Re: searching for multiple lines from outfile and printing them all in the final outfile
by lakshmananindia (Chaplain) on May 16, 2009 at 04:03 UTC

    What advise you need??

    What is the problem with your code??

    --Lakshmanan G.

    The great pleasure in my life is doing what people say you cannot do.


      thanks for responding

      suppose say my output file has 100 lines.but out if 100 lines I just want 10 lines that I need to be printed in my final output file.I want to search for all 10 lines and print it in a saperate final file.

      i know how to search for 1 line and print it in final output file but not miltiple lines in my final output file.

      my current code only searches for one line and prints it in final output file

      could you please advice how to do that/? Thanks!
        The canonical way is:
        open my $in_file, '<', 'some_file.txt' or die "$!\n"; while (my $line = <$in_file>) { chomp($line); # If necessary print if $line =~ /foo/; # Or some other conditional }
        Update:Note that in the above example you wouldn't actually want the chomp, but it's usually a good idea if you are doing more than just printing matching lines.

        Regards,
        Darren

        If the lines you require are consecutive, then you could use the range operator to do it along the lines of i.e. untested...
        use warnings; use strict; use autodie; open INFILE, "<infile"; open OUTFILE, ">outfile"; while (<INFILE>) { print OUTFILE if /start regex/ .. /end regex/; } close INFILE; close OUTFILE;
        A user level that continues to overstate my experience :-))
Re: searching for multiple lines from outfile and printing them all in the final outfile
by Marshall (Canon) on May 16, 2009 at 16:17 UTC
    I am also unsure as what problem you are having. As a suggestion, I would move the open of FINAL outside the "if". The ">" open will create a new blank file. >> would append an existing file. If you have a bunch of these "if" statements, you would only get the output of the last one! if you keep reopening the FINAL file for every if.

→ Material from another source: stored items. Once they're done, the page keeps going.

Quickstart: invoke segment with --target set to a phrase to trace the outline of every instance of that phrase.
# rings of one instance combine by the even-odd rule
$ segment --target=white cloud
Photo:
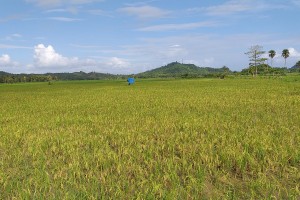
[[[50,20],[56,20],[61,22],[74,22],[74,21],[82,21],[82,19],[77,18],[68,18],[68,17],[49,17]]]
[[[79,5],[93,2],[101,2],[103,0],[25,0],[40,7],[57,7],[62,5]]]
[[[87,10],[86,12],[91,15],[98,15],[98,16],[104,16],[104,17],[110,17],[110,18],[114,17],[114,14],[112,12],[101,10],[101,9],[92,9],[92,10]]]
[[[271,38],[271,39],[270,39]],[[184,63],[194,63],[198,66],[205,67],[222,67],[226,65],[231,70],[241,70],[248,67],[248,57],[244,54],[253,44],[261,44],[264,50],[274,49],[278,58],[274,58],[274,67],[284,66],[284,59],[281,57],[281,51],[284,46],[293,47],[295,51],[290,49],[290,57],[287,59],[287,66],[299,60],[292,57],[298,55],[299,41],[296,38],[290,38],[288,42],[280,42],[279,44],[269,43],[278,41],[277,36],[269,34],[197,34],[188,33],[180,36],[166,37],[143,37],[139,38],[138,44],[122,45],[122,46],[97,46],[90,45],[72,45],[80,48],[81,51],[93,52],[105,57],[93,57],[95,60],[102,62],[101,69],[115,69],[116,73],[122,73],[123,69],[117,70],[117,64],[114,68],[110,68],[112,63],[111,57],[126,58],[123,65],[127,67],[129,73],[138,73],[145,70],[160,67],[173,61]],[[295,41],[294,41],[295,40]],[[298,43],[297,43],[298,42]],[[294,44],[290,45],[290,44]],[[298,53],[297,53],[298,52]],[[268,55],[266,55],[268,57]],[[124,60],[124,59],[122,59]],[[270,60],[269,60],[270,62]],[[100,66],[100,62],[96,66]],[[118,62],[115,62],[118,63]],[[99,68],[100,69],[100,68]],[[126,71],[126,72],[127,72]]]
[[[9,45],[9,44],[0,44],[0,49],[31,49],[31,47]]]
[[[63,13],[63,12],[67,12],[67,10],[59,8],[59,9],[51,9],[51,10],[46,10],[45,11],[45,13]]]
[[[0,67],[16,67],[17,65],[18,63],[12,61],[8,54],[3,54],[0,56]]]
[[[270,9],[283,9],[285,4],[272,4],[261,0],[230,0],[220,5],[188,9],[189,12],[205,12],[208,15],[231,15],[236,13],[257,12]]]
[[[102,57],[96,59],[79,59],[77,57],[65,57],[57,53],[49,45],[39,44],[34,47],[34,65],[31,70],[53,72],[63,71],[97,71],[109,73],[129,72],[130,62],[119,57]]]
[[[156,26],[148,26],[138,29],[139,31],[172,31],[172,30],[189,30],[201,27],[212,27],[216,26],[216,22],[195,22],[185,24],[161,24]]]
[[[293,47],[290,47],[288,48],[289,52],[290,52],[290,55],[289,55],[289,58],[300,58],[300,52],[298,52],[295,48]],[[282,50],[280,51],[275,51],[276,52],[276,55],[275,55],[275,58],[278,58],[278,59],[282,59]],[[269,53],[266,52],[265,53],[265,57],[268,58],[269,57]]]
[[[1,64],[4,64],[4,65],[10,63],[10,57],[9,57],[9,55],[3,54],[3,55],[0,57],[0,63],[1,63]]]
[[[34,47],[34,59],[38,67],[65,67],[78,62],[78,58],[63,57],[51,45],[46,47],[44,44]]]
[[[282,45],[280,45],[280,46],[282,46]],[[286,65],[287,65],[287,67],[292,67],[297,61],[300,60],[300,52],[298,52],[293,47],[288,48],[288,50],[289,50],[290,54],[286,60]],[[276,55],[273,59],[274,67],[284,67],[285,61],[284,61],[284,58],[282,57],[283,48],[281,48],[280,50],[275,50],[275,51],[276,51]],[[271,64],[271,59],[269,58],[268,52],[266,52],[265,57],[269,59],[267,62],[269,62],[269,64]]]
[[[294,48],[288,48],[289,52],[290,52],[290,57],[298,57],[300,58],[300,52],[298,52],[296,49]]]
[[[11,34],[9,36],[6,36],[5,40],[12,41],[12,40],[20,39],[20,38],[22,38],[21,34],[14,33],[14,34]]]
[[[104,64],[109,67],[119,68],[119,69],[127,68],[130,65],[128,61],[117,57],[112,57],[108,59],[106,62],[104,62]]]
[[[44,11],[44,13],[72,13],[72,14],[77,14],[78,13],[78,8],[75,6],[68,7],[66,9],[62,8],[56,8],[56,9],[49,9]]]
[[[233,0],[228,1],[222,5],[208,7],[205,10],[210,15],[226,15],[237,12],[249,11],[252,8],[253,7],[251,5],[251,1]]]
[[[170,47],[171,47],[171,48],[176,48],[176,47],[181,47],[181,45],[180,45],[180,44],[173,44],[173,45],[171,45]]]
[[[138,17],[139,19],[155,19],[166,17],[170,11],[162,10],[153,6],[139,6],[139,7],[124,7],[120,8],[119,11],[124,12],[128,15]]]
[[[12,36],[12,37],[17,37],[17,38],[22,37],[22,35],[21,35],[21,34],[18,34],[18,33],[14,33],[14,34],[12,34],[11,36]]]
[[[143,6],[143,5],[147,5],[149,3],[153,3],[159,0],[149,0],[149,1],[138,1],[138,2],[132,2],[132,3],[126,3],[126,6]]]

    Also since it sounds like the output file doesn't have many lines in it, you may find it more convienent to finish writing it, close it, then open it for read, possibly just reading it all into memory at once. And do the search for what you want all at once rather than on a line by line basis as you go - this depends upon what you are looking for in the output.

    I've got a number of gizmos that parse webpages, and often as another poster suggested, it is easier to do this in steps (eg, don't try to do it all with one regex). Do it in a couple of smaller steps.

    Update: Oh another point, I see you are on Windows which allows spaces in the file names. You will save yourself a lot of grief if you start avoiding that feature. Your code will be more portable and you won't have to double quote the filename say in a type command on windows. Use an underscore _ perhaps like final_output.txt instead of the space.

    my $output = $mech->content(); open(OUTFILE, ">", "$outfile"); print OUTFILE "$output"; open( FINAL, ">", "final output.txt" ); if ( $output=~ /(line i want )/ ) { print FINAL "$1"; } close FINAL;